2018 GU CANCERS SYMPOSIUM: Adding Immunotherapy to Standard Treatment Slows Growth of Advanced Kidney Cancer—With Fewer Side Effects
In a phase III clinical trial of patients with previously untreated metastatic renal cell cancer combining the immunotherapy atezolizumab (Tecentriq) with the targeted therapy bevacizumab (Avastin) delayed cancer growth by about 3 months longer than sunitinib, another targeted therapy. The benefit of atezolizumab plus bevacizumab was greater for patients with programmed cell death ligand 1 (PD-L1)–positive tumors. These findings will be presented by Motzer et al at the upcoming 2018 Genitourinary Cancers Symposium in San Francisco (Abstract 578).
Atezolizumab is an immune checkpoint inhibitor that blocks the PD-L1 protein on the surface of tumor cells, allowing the immune system to recognize and attack those cells. Bevacizumab and sunitinib are targeted agents that block the growth of blood vessels to the tumor, thereby limiting its growth.
“The side effects of atezolizumab plus bevacizumab were decidedly less harsh than sunitinib. And because progression-free survival was also better, I am confident that this relatively easy-to-administer combination will be a strong treatment choice in all medical practices,” said lead study author Robert J. Motzer, MD, a medical oncologist at Memorial Sloan Kettering Cancer Center.
About the Study
IMmotion151 is the first randomized, phase III combined immunotherapy with bevacizumab trial in patients with untreated metastatic renal cell cancer. Starting in 2015, sites worldwide enrolled 915 adults who were randomly assigned to receive either atezolizumab plus bevacizumab intravenously every 3 weeks, or oral sunitinib daily for 4 weeks followed by 2 weeks off treatment.

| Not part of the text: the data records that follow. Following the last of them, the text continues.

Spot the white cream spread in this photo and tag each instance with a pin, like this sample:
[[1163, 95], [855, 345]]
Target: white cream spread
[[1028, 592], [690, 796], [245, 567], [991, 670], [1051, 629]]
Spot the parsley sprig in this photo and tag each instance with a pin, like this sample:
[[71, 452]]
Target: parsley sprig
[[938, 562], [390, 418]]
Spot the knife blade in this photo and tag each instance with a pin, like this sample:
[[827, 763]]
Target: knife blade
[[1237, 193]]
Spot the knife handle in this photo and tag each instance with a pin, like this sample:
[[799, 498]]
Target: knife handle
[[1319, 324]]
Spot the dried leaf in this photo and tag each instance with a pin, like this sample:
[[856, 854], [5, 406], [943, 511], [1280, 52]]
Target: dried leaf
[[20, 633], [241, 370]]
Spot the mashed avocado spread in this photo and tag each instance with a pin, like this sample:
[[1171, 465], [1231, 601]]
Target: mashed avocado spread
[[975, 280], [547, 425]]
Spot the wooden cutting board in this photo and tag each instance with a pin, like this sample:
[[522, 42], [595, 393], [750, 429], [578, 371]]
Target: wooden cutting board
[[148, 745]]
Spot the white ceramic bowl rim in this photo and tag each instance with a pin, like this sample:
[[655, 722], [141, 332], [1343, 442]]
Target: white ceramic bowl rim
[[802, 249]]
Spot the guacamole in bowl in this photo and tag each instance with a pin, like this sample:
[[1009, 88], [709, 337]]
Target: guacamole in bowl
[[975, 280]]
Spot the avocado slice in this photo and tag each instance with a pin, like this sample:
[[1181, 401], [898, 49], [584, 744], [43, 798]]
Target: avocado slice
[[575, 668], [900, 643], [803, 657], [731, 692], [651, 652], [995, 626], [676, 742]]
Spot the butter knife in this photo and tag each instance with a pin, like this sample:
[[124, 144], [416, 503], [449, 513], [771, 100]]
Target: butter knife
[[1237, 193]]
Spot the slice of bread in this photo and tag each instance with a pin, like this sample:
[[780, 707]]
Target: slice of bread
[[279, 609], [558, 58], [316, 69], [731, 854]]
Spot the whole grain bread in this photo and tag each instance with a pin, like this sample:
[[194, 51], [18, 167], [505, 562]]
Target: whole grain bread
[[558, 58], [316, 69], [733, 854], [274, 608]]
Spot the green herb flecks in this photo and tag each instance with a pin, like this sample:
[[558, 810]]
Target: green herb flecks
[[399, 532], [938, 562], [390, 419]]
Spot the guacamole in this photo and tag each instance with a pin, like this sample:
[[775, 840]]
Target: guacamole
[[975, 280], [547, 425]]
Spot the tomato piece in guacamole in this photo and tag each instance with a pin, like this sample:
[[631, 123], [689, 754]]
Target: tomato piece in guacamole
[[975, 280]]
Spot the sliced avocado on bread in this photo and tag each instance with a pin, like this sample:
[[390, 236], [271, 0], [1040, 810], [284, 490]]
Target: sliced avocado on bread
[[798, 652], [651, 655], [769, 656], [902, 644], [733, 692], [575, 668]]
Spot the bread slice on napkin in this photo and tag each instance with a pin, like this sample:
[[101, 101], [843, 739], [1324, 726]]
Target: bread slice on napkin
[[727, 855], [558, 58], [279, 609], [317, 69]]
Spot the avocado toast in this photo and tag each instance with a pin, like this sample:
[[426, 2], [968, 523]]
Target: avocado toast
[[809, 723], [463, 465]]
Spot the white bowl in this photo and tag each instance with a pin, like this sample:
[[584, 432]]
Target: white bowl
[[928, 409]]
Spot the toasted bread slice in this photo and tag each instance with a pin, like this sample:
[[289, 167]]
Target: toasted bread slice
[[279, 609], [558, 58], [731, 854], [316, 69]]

“With the introduction of checkpoint inhibitors, clinicians started looking at combinations of these medicines with antiangiogenic medicines like bevacizumab,” said Dr. Motzer. “Bevacizumab may affect the local immune response in the tumor and help prime the response of tumor and immune cells to immune-system activators like atezolizumab.”
Key Findings
For the analysis, the researchers grouped patients according to PD-L1 expression on immune cells in the tumor (ie, tumor-infiltrating immune cells). Tumors that had the PD-L1 protein detected on the surface of at least 1% of those immune cells were considered PD-L1–positive, and all other tumors were considered PD-L1–negative.
The study had co-primary endpoints:
- Investigator-assessed progression-free survival in the PD-L1–positive group
- Overall survival in the group of all enrollees, also called the intention-to-treat population
At a median follow-up of 15 months, patients in the PD-L1–positive group treated with atezolizumab and bevacizumab had a 26% lower chance of the cancer worsening than those who received sunitinib; the median progression-free survival was also 3.5 months longer (median = 11.2 months in the atezolizumab-plus-bevacizumab group vs. 7.7 months in the sunitinib group).
In the intention-to-treat group, a benefit of atezolizumab plus bevacizumab was also observed, though it was more modest. Those treated with atezolizumab and bevacizumab had a 17% lower chance of cancer worsening, with a median progression-free survival of 2.4 months.
The difference in overall survival between the two treatment regimens was not statistically significant at this early interim analysis. Overall survival data are still immature, and the authors are planning an updated analysis as more data accrue.
Treatment-related side effects were less frequent in the atezolizumab-and-bevacizumab group, occurring in 40% of patients compared to 54% of patients in the sunitinib group. Twelve percent of patients in the atezolizumab-and-bevacizumab group and 8% in the sunitinib group stopped at least one treatment component due to treatment-related side effects during the trial.
“For an aggressive cancer like this, where less than 20% of people survive 5 years after diagnosis, we think a 3.5-month-longer progression-free survival, given the tolerability for this new combination treatment regimen, is an important development,” said Dr. Motzer.
The study will continue to assess overall survival as specified by protocol as well as secondary endpoints. In addition, the researchers collected tumor tissue and will look at molecular profiles to try to tease out markers, in addition to PD-L1, in the people who responded best to the combination therapy. Dr. Motzer said the researchers may look at novel therapies that could be added to atezolizumab so they could devise treatments to boost survival odds even higher.
Expert Commentary
“Adding immunotherapy to existing targeted therapies has shown promising results in recent clinical trials. We’re pleased to see validation of this approach through this large trial in advanced kidney cancer, a disease that remains incurable for most patients,” said ASCO Expert Sumanta K. Pal, MD.
This study was funded by F. Hoffmann-La Roche Ltd, Basel, Switzerland.
The content in this post has not been reviewed by the American Society of Clinical Oncology, Inc. (ASCO®) and does not necessarily reflect the ideas and opinions of ASCO®.